Father Matthew Fox, Dominican friar, director of the Institute in Culture and Creation Spirituality in Oakland, California, and darling of the fringes of the Roman Catholic church, is leading his congregation in a spot of T'ai Chi. He wants to revolutionise worship and believes church as we know it is redundant. The ecclesiastical powers-that-be would rather he were redundant.

The Pope had him silenced for a year and his own order is on the brink of expelling him. This week he is in Britain, delivering what his critics call a New Age pagan heresy to packed churches.

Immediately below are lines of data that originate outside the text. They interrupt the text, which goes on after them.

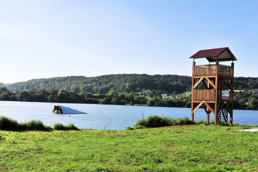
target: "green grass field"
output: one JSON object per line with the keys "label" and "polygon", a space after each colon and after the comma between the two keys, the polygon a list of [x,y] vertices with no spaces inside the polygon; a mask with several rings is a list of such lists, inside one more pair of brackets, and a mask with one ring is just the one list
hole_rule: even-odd
{"label": "green grass field", "polygon": [[243,128],[0,131],[0,171],[257,171],[258,132]]}

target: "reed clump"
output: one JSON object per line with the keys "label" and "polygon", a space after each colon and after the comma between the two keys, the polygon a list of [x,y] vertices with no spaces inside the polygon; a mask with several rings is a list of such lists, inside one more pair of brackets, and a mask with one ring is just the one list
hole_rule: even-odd
{"label": "reed clump", "polygon": [[[73,124],[64,125],[60,123],[54,125],[54,129],[58,130],[70,130],[80,129]],[[7,131],[49,131],[53,128],[45,125],[40,120],[32,119],[24,123],[19,123],[9,117],[0,116],[0,130]]]}
{"label": "reed clump", "polygon": [[175,119],[168,117],[161,117],[158,115],[149,116],[146,119],[139,119],[134,125],[135,128],[155,128],[173,125],[182,125],[196,124],[195,122],[187,117]]}
{"label": "reed clump", "polygon": [[27,122],[19,123],[10,117],[0,116],[0,130],[1,130],[48,131],[52,130],[51,127],[44,125],[39,120],[32,119]]}
{"label": "reed clump", "polygon": [[54,124],[54,129],[56,130],[79,130],[74,124],[70,123],[67,125],[64,125],[60,123],[57,123]]}

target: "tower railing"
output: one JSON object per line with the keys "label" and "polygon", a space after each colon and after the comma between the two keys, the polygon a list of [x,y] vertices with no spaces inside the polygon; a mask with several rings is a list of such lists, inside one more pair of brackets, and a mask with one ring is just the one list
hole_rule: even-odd
{"label": "tower railing", "polygon": [[[232,68],[229,66],[218,65],[219,75],[233,76]],[[194,76],[206,76],[216,75],[216,65],[206,65],[195,66]]]}
{"label": "tower railing", "polygon": [[[193,90],[193,99],[194,100],[215,101],[215,90]],[[227,101],[233,101],[232,91],[229,91],[229,97]],[[222,98],[222,90],[218,90],[218,100],[223,101]]]}

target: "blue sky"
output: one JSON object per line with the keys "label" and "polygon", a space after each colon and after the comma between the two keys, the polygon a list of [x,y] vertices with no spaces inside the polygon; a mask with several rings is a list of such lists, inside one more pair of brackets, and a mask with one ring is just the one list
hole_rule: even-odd
{"label": "blue sky", "polygon": [[256,0],[0,0],[0,82],[191,76],[189,57],[225,47],[238,59],[235,76],[257,77],[257,9]]}

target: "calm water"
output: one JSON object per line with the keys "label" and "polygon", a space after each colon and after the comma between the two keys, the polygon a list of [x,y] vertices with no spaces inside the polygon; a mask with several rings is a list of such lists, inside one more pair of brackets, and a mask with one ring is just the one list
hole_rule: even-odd
{"label": "calm water", "polygon": [[[57,122],[64,124],[74,123],[81,128],[124,130],[133,127],[142,118],[153,114],[164,114],[172,118],[187,117],[191,118],[191,108],[150,107],[148,106],[107,105],[75,103],[59,103],[60,105],[87,113],[83,114],[58,114],[50,113],[56,103],[21,102],[0,101],[0,115],[4,115],[23,122],[39,119],[47,125],[53,126]],[[211,114],[210,119],[214,119]],[[206,120],[203,109],[194,114],[194,119]],[[234,110],[233,123],[245,125],[258,125],[258,111]]]}

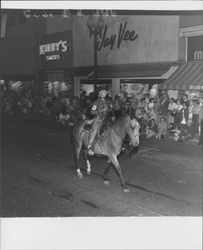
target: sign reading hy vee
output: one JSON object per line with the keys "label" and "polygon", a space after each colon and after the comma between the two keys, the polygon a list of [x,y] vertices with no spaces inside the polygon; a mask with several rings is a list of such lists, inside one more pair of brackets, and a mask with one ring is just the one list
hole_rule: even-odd
{"label": "sign reading hy vee", "polygon": [[124,24],[120,23],[118,34],[112,34],[110,37],[107,36],[108,27],[105,26],[102,37],[97,43],[97,50],[100,51],[106,47],[110,47],[112,50],[115,46],[120,48],[123,41],[135,41],[138,38],[138,34],[134,30],[127,30],[126,26],[127,21]]}
{"label": "sign reading hy vee", "polygon": [[45,69],[64,68],[73,65],[72,31],[41,37],[39,55]]}

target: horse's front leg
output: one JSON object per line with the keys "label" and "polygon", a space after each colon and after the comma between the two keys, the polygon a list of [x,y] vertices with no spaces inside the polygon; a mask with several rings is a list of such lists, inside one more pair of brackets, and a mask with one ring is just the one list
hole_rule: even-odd
{"label": "horse's front leg", "polygon": [[87,174],[91,174],[91,164],[90,164],[90,161],[89,161],[89,158],[88,158],[88,150],[85,149],[84,150],[84,156],[85,156],[85,162],[87,164]]}
{"label": "horse's front leg", "polygon": [[108,160],[107,160],[107,166],[106,166],[106,168],[104,170],[104,174],[103,174],[104,184],[105,185],[109,185],[109,180],[107,178],[107,173],[109,172],[110,167],[111,167],[111,160],[108,158]]}
{"label": "horse's front leg", "polygon": [[118,162],[117,156],[116,155],[111,155],[109,158],[110,158],[111,162],[113,163],[113,165],[115,166],[115,168],[117,170],[117,173],[118,173],[118,175],[120,177],[120,181],[121,181],[123,191],[125,193],[128,193],[130,190],[125,185],[125,181],[124,181],[124,178],[123,178],[123,174],[122,174],[121,167],[120,167],[120,164]]}
{"label": "horse's front leg", "polygon": [[76,148],[75,153],[76,153],[77,175],[79,178],[83,178],[83,175],[82,175],[81,170],[80,170],[80,163],[79,163],[81,147],[82,147],[82,142],[78,143],[75,147]]}

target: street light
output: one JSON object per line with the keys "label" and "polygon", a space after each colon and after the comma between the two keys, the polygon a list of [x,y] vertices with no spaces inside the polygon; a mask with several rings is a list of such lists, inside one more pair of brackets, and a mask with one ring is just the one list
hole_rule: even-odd
{"label": "street light", "polygon": [[90,38],[94,37],[94,92],[97,92],[97,36],[101,38],[102,30],[104,28],[104,20],[102,16],[99,16],[97,22],[95,22],[94,17],[91,15],[87,20],[87,27],[89,29]]}

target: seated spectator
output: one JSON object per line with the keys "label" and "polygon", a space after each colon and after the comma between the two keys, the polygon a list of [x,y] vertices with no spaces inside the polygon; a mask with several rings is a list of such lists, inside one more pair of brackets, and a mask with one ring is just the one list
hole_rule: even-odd
{"label": "seated spectator", "polygon": [[151,119],[149,121],[149,126],[147,127],[147,136],[146,136],[146,139],[149,139],[153,136],[155,136],[158,132],[158,127],[157,127],[157,124],[156,124],[156,121],[155,119]]}
{"label": "seated spectator", "polygon": [[116,119],[119,118],[122,112],[122,103],[118,95],[115,96],[115,100],[113,102],[113,109]]}
{"label": "seated spectator", "polygon": [[167,134],[167,123],[164,117],[161,117],[161,120],[158,125],[158,133],[156,138],[162,139],[165,138]]}
{"label": "seated spectator", "polygon": [[168,122],[169,122],[169,124],[174,123],[176,108],[177,108],[177,104],[175,103],[175,100],[173,98],[171,98],[170,103],[168,105],[168,112],[169,112]]}

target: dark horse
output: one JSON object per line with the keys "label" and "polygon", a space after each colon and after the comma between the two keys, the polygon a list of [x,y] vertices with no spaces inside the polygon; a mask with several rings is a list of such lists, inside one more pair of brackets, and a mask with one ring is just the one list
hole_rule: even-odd
{"label": "dark horse", "polygon": [[[79,156],[82,145],[85,146],[84,155],[87,164],[87,174],[91,173],[91,165],[88,160],[88,138],[89,131],[84,129],[87,121],[78,121],[73,128],[73,139],[75,145],[76,161],[77,161],[77,174],[80,178],[83,177],[80,167],[79,167]],[[107,173],[111,166],[111,163],[115,166],[117,173],[120,177],[121,185],[124,192],[129,192],[129,189],[126,187],[124,178],[122,175],[121,167],[119,165],[117,156],[122,150],[123,140],[128,134],[131,139],[131,145],[134,147],[139,145],[139,123],[135,119],[130,119],[130,116],[124,115],[118,120],[116,120],[105,132],[103,136],[96,140],[96,143],[93,146],[93,151],[96,155],[107,156],[107,166],[104,171],[104,183],[109,184]]]}

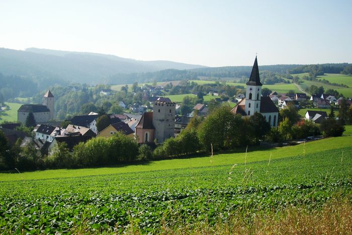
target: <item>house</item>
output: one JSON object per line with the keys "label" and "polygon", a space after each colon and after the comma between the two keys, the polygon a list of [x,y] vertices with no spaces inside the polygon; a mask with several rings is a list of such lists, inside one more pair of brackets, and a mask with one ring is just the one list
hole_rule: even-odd
{"label": "house", "polygon": [[276,95],[269,95],[269,97],[270,97],[272,101],[275,104],[277,104],[279,102],[279,98],[278,96]]}
{"label": "house", "polygon": [[330,101],[328,100],[322,100],[319,99],[316,102],[313,102],[314,106],[318,109],[326,109],[330,108]]}
{"label": "house", "polygon": [[307,110],[305,117],[306,119],[312,120],[316,123],[321,123],[327,117],[327,114],[325,111]]}
{"label": "house", "polygon": [[126,109],[126,104],[124,103],[123,101],[121,101],[120,103],[119,103],[119,105],[123,108],[124,109]]}
{"label": "house", "polygon": [[48,154],[49,155],[52,154],[55,147],[57,146],[58,143],[66,143],[68,149],[70,151],[72,151],[73,147],[75,145],[82,142],[85,142],[92,138],[93,138],[92,136],[82,136],[81,135],[56,136],[48,147]]}
{"label": "house", "polygon": [[97,118],[99,117],[98,114],[75,116],[70,121],[72,125],[89,128],[94,133],[98,134]]}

He continues to defy orders from Dominican provincial headquarters in Chicago to behave.

He preaches that the Church must throw out existing rituals and create new ones which 'teach adults to play again in church'. Congregations should 'get into native circles so we can chant and dance and bring forth our traditions, the morphic field, the memory of our ancestors'.

The face of the crucified Christ in the window at St James's Church, Piccadilly, where he began his mission this week, remained inscrutable as Fr Fox led his followers in breathing exercises: 'Let us expand our hearts, let us imagine it is the divine heart because we are in the divine and the divine is in us.'

Declaring an environmental 'earth emergency', the friar announced it was time to 'relaunch the species', scorned the 'anal- retentive miser who is the hero of our capitalist system' and, after the Earth summit, joked that 'we need fewer Bushes and more trees'. He talked of the 'cosmic Christ', the Green Man and the goddess tradition. Christianity is in big trouble, he warned: 'Around the world I find a lot more recovering Christians than practising Christians.'

Not that he has given up on religion, he has his own version called Creation Spirituality and runs the institute to promote it in California, where faculty members include a native American called Ghosthorse and a witch called Starhawk. Drawing on ancient spiritualities, Fr Fox preaches that we need to re- sacralise and re-enchant our lives. Traditional doctrines such as original sin are anthropocentric heresies - the universe was here for 18 billion years before humans turned up and it was the Original Blessing. This turbulent priest wants to get back to nature - his spiritual director is a 16- year-old spitz dog called Tristan.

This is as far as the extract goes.